Officiellement les Etats Unis après enquête ne savent pas trop ce qui s’est passé à Nogun-ri. Mais en 1999 un journaliste d’Associated Press, Charles Hanley, publia une longue enquête sur le massacre en s’appuyant sur le témoignage de 9 GIs. Sujet récompensé l’année suivante par le Pultizer.

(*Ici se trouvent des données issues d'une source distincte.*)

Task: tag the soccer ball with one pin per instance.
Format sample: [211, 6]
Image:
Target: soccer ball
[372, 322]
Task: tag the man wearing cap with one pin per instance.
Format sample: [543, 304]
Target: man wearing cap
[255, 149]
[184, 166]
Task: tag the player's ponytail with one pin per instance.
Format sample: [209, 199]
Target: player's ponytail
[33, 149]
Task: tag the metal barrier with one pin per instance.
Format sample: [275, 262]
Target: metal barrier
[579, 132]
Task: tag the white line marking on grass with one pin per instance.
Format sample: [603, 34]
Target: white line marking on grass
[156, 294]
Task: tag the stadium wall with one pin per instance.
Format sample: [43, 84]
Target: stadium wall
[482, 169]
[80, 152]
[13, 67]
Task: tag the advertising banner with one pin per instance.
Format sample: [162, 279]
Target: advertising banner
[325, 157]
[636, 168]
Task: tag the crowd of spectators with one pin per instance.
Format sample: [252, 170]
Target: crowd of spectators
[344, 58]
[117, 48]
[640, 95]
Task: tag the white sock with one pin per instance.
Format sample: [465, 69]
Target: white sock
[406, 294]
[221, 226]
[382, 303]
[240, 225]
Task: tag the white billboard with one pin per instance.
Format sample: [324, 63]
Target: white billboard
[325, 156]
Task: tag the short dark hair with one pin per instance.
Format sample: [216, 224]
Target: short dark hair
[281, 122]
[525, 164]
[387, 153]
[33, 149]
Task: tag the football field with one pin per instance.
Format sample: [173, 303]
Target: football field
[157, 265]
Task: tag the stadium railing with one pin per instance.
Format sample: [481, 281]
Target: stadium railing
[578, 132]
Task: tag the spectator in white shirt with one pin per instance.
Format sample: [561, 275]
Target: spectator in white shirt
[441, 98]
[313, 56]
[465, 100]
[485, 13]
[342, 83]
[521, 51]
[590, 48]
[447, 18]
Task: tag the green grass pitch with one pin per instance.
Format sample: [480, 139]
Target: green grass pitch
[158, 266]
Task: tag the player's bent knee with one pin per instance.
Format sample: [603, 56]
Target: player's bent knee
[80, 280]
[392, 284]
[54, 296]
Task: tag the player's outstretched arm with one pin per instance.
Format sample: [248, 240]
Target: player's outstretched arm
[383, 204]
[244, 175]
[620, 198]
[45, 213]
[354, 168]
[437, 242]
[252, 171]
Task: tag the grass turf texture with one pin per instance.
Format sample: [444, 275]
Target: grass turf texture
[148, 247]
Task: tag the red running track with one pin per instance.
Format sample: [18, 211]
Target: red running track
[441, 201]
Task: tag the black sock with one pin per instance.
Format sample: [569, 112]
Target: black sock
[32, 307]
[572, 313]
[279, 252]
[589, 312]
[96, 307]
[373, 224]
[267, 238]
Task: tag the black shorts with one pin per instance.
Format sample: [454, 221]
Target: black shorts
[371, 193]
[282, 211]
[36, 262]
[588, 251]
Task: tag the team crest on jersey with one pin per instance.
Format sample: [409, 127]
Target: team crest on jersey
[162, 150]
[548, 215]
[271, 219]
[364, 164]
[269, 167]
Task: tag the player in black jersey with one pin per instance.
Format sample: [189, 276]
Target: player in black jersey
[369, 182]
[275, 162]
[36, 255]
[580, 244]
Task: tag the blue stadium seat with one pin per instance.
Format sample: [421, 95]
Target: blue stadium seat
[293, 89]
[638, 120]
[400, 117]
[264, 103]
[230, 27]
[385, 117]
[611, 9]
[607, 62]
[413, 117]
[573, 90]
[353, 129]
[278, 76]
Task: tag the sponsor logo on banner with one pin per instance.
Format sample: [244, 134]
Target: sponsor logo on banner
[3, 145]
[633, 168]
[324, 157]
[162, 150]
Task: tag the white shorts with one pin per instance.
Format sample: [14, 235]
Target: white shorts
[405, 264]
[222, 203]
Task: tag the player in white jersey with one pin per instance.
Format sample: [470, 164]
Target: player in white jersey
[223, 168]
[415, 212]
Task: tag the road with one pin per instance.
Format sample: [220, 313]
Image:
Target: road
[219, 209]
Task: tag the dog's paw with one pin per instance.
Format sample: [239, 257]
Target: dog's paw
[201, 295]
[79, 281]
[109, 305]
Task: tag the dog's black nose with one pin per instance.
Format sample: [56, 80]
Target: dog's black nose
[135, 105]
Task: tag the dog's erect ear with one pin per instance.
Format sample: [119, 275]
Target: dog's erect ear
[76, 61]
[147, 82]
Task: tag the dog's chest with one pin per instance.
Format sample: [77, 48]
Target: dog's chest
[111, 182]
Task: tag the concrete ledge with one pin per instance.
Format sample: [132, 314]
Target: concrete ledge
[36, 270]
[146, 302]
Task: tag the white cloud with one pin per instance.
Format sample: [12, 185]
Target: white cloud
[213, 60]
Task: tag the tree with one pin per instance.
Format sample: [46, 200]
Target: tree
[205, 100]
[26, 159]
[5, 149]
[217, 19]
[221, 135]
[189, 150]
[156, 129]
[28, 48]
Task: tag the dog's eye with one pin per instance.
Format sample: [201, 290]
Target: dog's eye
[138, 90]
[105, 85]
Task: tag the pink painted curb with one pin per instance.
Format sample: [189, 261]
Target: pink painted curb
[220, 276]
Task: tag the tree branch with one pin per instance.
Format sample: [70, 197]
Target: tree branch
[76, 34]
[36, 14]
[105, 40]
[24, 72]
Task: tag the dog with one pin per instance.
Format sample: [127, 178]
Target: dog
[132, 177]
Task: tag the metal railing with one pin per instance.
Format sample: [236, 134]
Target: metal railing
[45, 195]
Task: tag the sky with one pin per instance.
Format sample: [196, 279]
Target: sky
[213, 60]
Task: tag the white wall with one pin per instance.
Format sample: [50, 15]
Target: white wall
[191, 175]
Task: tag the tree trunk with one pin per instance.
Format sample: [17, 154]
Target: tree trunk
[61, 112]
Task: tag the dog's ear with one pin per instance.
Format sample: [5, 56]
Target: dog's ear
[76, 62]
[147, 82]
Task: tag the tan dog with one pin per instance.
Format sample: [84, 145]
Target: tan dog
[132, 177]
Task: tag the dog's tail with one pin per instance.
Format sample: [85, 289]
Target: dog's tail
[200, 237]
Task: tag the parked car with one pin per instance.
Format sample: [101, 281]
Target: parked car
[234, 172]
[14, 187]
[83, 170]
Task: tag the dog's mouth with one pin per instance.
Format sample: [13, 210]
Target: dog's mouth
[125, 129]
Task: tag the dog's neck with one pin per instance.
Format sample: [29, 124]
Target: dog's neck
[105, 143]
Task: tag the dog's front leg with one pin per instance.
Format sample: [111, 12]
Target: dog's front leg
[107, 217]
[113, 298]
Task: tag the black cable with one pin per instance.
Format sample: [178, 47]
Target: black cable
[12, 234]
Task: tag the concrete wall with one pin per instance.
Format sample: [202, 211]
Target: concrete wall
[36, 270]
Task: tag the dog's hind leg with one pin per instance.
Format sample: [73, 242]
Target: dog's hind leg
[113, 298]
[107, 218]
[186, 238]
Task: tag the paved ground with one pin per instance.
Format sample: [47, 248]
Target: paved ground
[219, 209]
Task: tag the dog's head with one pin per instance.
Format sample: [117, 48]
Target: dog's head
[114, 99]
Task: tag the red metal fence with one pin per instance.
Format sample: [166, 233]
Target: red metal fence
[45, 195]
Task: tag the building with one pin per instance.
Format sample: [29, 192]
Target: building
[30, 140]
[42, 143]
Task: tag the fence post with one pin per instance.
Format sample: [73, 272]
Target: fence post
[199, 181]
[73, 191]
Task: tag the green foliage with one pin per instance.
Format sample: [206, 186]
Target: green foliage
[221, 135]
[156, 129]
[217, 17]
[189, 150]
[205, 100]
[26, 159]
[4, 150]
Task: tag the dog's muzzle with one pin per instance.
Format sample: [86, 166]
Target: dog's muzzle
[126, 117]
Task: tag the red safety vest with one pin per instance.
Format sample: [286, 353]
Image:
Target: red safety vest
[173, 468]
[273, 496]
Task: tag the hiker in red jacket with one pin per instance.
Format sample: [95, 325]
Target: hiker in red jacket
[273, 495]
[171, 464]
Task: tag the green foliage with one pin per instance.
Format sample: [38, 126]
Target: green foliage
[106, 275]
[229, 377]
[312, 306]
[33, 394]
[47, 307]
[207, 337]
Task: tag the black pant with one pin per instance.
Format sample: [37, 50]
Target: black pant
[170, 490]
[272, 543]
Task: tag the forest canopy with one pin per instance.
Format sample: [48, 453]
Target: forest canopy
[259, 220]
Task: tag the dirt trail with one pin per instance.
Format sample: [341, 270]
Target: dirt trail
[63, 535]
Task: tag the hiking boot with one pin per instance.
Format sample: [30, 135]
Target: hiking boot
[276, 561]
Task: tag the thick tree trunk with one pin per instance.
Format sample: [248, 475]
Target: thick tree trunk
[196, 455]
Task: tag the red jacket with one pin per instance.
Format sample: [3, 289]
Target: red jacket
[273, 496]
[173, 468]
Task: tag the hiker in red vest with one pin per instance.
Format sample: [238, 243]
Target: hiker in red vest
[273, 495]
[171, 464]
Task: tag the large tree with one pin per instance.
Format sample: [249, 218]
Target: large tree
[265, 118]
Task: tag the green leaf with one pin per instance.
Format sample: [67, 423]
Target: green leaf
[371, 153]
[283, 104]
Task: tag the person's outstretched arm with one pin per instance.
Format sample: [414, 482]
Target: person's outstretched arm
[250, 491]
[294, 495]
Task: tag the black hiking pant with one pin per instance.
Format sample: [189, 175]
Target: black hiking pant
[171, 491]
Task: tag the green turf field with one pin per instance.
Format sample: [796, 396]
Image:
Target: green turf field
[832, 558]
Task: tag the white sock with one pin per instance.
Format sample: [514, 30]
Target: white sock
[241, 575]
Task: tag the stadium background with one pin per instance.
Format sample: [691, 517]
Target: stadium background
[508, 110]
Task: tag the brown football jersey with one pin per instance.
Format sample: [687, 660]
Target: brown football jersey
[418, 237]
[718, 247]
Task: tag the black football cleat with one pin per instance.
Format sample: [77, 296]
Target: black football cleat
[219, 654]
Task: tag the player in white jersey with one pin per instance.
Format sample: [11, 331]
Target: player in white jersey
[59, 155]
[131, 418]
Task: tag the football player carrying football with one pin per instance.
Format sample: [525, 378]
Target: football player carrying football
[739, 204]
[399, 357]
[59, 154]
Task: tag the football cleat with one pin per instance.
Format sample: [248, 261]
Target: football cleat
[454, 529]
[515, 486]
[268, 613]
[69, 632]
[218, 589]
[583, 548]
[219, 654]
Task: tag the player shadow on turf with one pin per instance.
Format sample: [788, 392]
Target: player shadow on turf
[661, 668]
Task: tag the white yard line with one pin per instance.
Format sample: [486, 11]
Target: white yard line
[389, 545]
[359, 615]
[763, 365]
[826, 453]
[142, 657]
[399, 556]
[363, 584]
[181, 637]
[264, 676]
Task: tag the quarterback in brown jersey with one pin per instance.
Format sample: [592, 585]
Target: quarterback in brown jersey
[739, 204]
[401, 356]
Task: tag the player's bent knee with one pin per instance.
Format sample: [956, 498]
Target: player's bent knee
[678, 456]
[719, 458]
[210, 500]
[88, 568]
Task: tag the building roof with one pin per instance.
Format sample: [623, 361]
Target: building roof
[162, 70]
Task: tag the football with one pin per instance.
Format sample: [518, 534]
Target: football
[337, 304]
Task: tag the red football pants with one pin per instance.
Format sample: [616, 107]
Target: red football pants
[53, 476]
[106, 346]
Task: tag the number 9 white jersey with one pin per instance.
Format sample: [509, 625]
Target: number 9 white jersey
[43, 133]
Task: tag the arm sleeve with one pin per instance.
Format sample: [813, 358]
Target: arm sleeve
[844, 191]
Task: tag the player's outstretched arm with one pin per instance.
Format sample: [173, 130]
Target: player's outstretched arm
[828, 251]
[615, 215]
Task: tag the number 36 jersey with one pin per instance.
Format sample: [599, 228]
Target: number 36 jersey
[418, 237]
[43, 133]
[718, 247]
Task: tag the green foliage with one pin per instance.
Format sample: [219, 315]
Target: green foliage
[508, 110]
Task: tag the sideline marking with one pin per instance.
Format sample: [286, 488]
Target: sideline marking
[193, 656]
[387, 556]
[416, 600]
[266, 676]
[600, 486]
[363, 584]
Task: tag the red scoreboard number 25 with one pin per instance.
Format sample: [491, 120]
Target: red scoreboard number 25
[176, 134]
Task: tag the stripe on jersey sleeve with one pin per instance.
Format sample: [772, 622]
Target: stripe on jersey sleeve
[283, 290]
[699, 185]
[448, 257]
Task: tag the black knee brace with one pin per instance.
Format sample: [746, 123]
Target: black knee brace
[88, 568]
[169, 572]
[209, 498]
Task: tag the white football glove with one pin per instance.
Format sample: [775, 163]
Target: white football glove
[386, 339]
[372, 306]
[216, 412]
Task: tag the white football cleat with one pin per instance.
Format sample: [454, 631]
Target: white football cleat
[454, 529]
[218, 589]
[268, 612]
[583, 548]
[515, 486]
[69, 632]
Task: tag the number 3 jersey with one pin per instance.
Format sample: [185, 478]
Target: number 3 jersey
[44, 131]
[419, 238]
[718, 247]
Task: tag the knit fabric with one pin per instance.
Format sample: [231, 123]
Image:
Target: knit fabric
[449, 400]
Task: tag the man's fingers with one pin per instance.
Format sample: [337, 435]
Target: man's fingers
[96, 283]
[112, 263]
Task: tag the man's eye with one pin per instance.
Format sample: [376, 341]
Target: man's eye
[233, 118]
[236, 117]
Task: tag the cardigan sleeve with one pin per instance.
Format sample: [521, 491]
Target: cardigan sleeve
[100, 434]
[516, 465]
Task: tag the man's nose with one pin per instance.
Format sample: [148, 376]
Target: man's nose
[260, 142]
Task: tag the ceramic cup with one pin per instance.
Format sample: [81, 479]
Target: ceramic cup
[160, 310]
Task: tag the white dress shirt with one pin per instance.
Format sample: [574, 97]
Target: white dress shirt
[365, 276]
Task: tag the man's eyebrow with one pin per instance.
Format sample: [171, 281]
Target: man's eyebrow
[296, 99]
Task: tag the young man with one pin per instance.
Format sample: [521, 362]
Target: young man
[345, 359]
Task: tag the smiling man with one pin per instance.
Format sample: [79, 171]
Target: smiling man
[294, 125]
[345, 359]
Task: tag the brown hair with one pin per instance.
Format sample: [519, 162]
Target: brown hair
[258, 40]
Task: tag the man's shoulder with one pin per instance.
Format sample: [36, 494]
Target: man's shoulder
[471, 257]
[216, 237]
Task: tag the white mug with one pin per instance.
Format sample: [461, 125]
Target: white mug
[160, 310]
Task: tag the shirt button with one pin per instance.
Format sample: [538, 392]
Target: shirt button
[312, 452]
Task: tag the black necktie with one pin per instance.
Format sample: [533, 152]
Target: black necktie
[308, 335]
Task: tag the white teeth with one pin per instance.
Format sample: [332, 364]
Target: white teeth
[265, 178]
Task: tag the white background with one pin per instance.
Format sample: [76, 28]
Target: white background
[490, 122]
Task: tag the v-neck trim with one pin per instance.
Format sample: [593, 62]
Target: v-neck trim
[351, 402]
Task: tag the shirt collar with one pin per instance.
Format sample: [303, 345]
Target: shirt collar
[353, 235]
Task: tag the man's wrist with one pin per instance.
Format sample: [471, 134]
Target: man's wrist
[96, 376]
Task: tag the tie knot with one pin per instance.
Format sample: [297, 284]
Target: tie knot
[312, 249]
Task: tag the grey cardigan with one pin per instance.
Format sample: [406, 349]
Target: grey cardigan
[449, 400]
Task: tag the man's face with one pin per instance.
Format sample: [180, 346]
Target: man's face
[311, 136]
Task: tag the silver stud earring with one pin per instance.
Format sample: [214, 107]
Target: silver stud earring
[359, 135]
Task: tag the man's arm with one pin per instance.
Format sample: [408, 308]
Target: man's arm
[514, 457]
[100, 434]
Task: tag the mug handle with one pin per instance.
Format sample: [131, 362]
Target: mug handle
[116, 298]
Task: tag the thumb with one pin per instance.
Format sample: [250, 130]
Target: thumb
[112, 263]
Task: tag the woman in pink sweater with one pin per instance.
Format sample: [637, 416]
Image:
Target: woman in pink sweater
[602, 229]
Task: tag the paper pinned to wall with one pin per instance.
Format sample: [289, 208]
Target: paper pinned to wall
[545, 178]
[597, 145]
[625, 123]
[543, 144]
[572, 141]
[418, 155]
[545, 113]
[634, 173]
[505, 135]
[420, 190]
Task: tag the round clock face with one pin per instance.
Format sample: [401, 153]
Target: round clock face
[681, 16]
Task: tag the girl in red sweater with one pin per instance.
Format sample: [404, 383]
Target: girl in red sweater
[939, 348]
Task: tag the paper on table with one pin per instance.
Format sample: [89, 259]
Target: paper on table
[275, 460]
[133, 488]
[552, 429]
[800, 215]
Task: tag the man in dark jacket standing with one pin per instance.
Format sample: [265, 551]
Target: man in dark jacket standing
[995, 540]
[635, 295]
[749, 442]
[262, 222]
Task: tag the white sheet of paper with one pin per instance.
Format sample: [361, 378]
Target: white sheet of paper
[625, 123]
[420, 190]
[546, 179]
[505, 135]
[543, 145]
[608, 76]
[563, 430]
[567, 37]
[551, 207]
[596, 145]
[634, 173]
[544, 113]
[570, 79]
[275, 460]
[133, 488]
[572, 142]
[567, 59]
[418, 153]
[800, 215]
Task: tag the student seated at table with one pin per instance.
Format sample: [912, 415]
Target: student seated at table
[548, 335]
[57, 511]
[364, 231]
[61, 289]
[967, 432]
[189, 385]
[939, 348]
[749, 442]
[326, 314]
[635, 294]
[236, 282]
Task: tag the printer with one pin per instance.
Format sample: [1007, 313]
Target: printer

Un des documents à charge est une lettre déclassifiée en 1982 de John J. Muccio, ambassadeur américain à l’époque, qui écrivit à l’assistant du Secrétaire d’Etat : « Si des réfugiés se présentent au nord des lignes US, faites des coups de semonce. S’ils persistent à avancer, abattez les ». Selon François Bugnion, directeur du Droit international et de la Coopération au Comité international de la Croix-Rouge, le crime de guerre est avéré.
L’affaire amena Bill Clinton le 11 janvier 2001 a s’exprimé sur le massacre : « Au nom des États-Unis d’Amérique, j’exprime mes profonds regrets pour les civils coréens morts à No Gun Ri en juillet 1950 ».

Le cinéma coréen est souvent le juste reflet de l’évolution des mentalités. Après un Bush va t’en guerre, et deux Corées qui entrevoient la possibilité d’une réunification, ce film apporte aux deux états séparés, un sujet de choix à partager : l’anti-américanisme. Même s’il n’est jamais ouvertement exprimé, c’est un sentiment toujours très vivace en Corée du Sud. Un film ayant pour sujet les exactions américaines, crimes restés impunis, de la Guerre de Corée peut devenir très vite le symbole de la réunification.


Repères :

Le rapport de l’armée amércaine : http://www.army.mil/nogunri/

On estime à une soixantaine les massacres d’envergure de réfugiées coréens commis par les troupes américaines pendant la Guerre de Corée.


[1Le titre du film fait référence à une chanson qui parle de deux poissons qui se combattent dans un petit étang, finissent par mourir et polluent l’étang où plus rien ne pourra y vivre.